The Bear reportedly told the cop: "You ain't the only one with a Glock. If it wasn't for your gun and your badge, I'd kick your [butt]." The cop used mace to subdue Johnson, but the charges ultimately were dropped.

Last month, with Johnson still on probation, police raiding his home reportedly found marijuana, more than 500 rounds of ammunition and six firearms that weren't properly registered -- two assault rifles, a hunting rifle, a .44 Magnum and two other handguns. Johnson's daughters, ages 3 and 1, were in the home at the time.

Johnson was arrested on the gun charges and his best friend and bodyguard, William Posey, was arrested on the drug charge. Not even 48 hours later, Posey was gunned down.

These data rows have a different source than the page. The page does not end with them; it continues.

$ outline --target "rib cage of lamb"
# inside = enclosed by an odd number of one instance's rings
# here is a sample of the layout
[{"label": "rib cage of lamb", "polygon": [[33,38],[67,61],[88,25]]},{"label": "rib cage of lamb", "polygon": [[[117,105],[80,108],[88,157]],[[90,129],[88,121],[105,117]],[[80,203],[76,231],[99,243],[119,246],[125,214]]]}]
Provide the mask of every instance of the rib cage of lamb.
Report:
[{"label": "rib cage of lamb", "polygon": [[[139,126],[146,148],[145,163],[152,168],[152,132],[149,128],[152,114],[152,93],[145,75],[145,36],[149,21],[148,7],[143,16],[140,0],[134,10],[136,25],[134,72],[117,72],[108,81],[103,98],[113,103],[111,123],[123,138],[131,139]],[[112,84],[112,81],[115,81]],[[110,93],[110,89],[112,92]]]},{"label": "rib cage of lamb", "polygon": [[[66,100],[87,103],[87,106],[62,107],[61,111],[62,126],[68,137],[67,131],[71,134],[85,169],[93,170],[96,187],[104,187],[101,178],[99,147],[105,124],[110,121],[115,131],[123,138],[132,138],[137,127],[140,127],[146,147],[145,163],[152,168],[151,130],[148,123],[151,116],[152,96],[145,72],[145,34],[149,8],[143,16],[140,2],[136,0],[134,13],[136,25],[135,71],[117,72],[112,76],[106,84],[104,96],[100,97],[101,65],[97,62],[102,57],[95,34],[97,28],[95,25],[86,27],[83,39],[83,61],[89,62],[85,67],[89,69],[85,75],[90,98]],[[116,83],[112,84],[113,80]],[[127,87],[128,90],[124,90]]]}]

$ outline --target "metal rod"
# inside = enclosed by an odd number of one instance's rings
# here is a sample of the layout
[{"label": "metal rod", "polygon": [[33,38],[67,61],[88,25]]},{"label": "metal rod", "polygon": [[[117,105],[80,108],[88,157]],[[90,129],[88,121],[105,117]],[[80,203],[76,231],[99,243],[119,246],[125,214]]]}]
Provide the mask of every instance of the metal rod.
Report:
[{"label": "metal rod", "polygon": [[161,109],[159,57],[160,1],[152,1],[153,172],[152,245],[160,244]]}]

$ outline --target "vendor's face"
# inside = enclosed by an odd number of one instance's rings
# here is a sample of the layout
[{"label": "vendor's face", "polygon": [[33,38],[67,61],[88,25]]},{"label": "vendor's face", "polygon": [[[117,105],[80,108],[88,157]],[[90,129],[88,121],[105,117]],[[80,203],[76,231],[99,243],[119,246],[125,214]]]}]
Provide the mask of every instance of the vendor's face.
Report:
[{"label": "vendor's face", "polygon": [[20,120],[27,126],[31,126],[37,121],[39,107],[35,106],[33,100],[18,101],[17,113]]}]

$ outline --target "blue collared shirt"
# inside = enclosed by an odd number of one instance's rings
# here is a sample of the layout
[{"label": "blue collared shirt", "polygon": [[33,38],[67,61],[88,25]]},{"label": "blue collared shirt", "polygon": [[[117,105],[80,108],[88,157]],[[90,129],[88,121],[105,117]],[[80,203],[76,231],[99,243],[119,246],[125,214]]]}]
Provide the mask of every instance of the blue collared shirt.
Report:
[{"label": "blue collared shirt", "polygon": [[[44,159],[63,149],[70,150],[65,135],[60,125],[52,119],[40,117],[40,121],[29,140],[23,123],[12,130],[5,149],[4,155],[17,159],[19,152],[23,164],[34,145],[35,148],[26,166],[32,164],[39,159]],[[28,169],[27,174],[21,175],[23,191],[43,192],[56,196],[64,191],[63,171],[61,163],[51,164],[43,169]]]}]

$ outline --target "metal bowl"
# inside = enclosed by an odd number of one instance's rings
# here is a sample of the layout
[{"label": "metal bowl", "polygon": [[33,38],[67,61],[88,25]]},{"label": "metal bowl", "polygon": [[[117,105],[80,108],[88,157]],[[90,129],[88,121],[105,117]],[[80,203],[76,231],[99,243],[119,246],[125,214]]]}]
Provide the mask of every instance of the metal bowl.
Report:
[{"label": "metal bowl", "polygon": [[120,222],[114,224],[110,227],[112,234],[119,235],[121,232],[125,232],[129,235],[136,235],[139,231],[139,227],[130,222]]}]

"He was everything to me," Johnson said.

Then the Bear caught a big career break, because that's what professional athletes on winning teams often do. Moran could've held him to the strictest terms of his house confinement. He could've prevented him from crossing state lines. He could've done to Johnson what he likely would've done to your average accountant who wanted to attend the Super Bowl of accounting conventions in Miami.

Clipped him at the knees.

Moran turned him loose on South Beach and the Colts instead. No more messing around, he said, "or dire consequences will result."

Way to go, Judge. Let Johnson trade the Chicago winter for South Florida, let him walk barefoot in the sand into the small hours of night, and then let him play a championship football game before 100 million viewers -- all without having to check in once with a probation officer.

That will teach him.

"I don't have any kind of confinement," Johnson said. "I've been out to dinner, I've been able to do a couple of things. ... I've had a great time out here."

He caught the movie, "The Departed." The film's subtitle reads: "Cops or criminals. When you're facing a loaded gun, what's the difference?"

Johnson said he's probably through with guns. He said he'll tighten his circle of friends, stay clear of music and TV shows that glorify violence, and commit himself to giving his daughters a better youth than the one given him.

Growing up, Johnson was shuttled from school to school, city to city, relative to relative. He has said his parents battled drug problems. As a boy in Gary, Ind., before he was moved to Minnesota and then to Phoenix, Johnson said he was attacked by gang members who had harassed his sister. They poured gas on him and tried to set him ablaze.

"Luckily the match didn't ignite," Johnson said. "I've been through some unbelievable situations."

He's caused some, too. Johnson had his two toddlers living with an arsenal of weapons, and with three pit bulls that frightened neighbors and caused police to make some of their 10 to 20 visits to Johnson's home.

The Bears suspended him for one lousy game, clearing the way for Johnson to play in the Super Bowl while he awaits trial.

He's gotten rid of the guns and the pit bulls, and he wants the demons to disappear, too.

"It's the job of you guys to write the hot story," Johnson told reporters, "and unfortunately I was the story that gave you guys the ammunition to write about me."

No more ammo from Johnson's stash is required. His story isn't about race; it's about celebrity and the warped place that winning athletes occupy in our culture.

Someone should've blocked this tackle long before he faces the Colts' offensive line.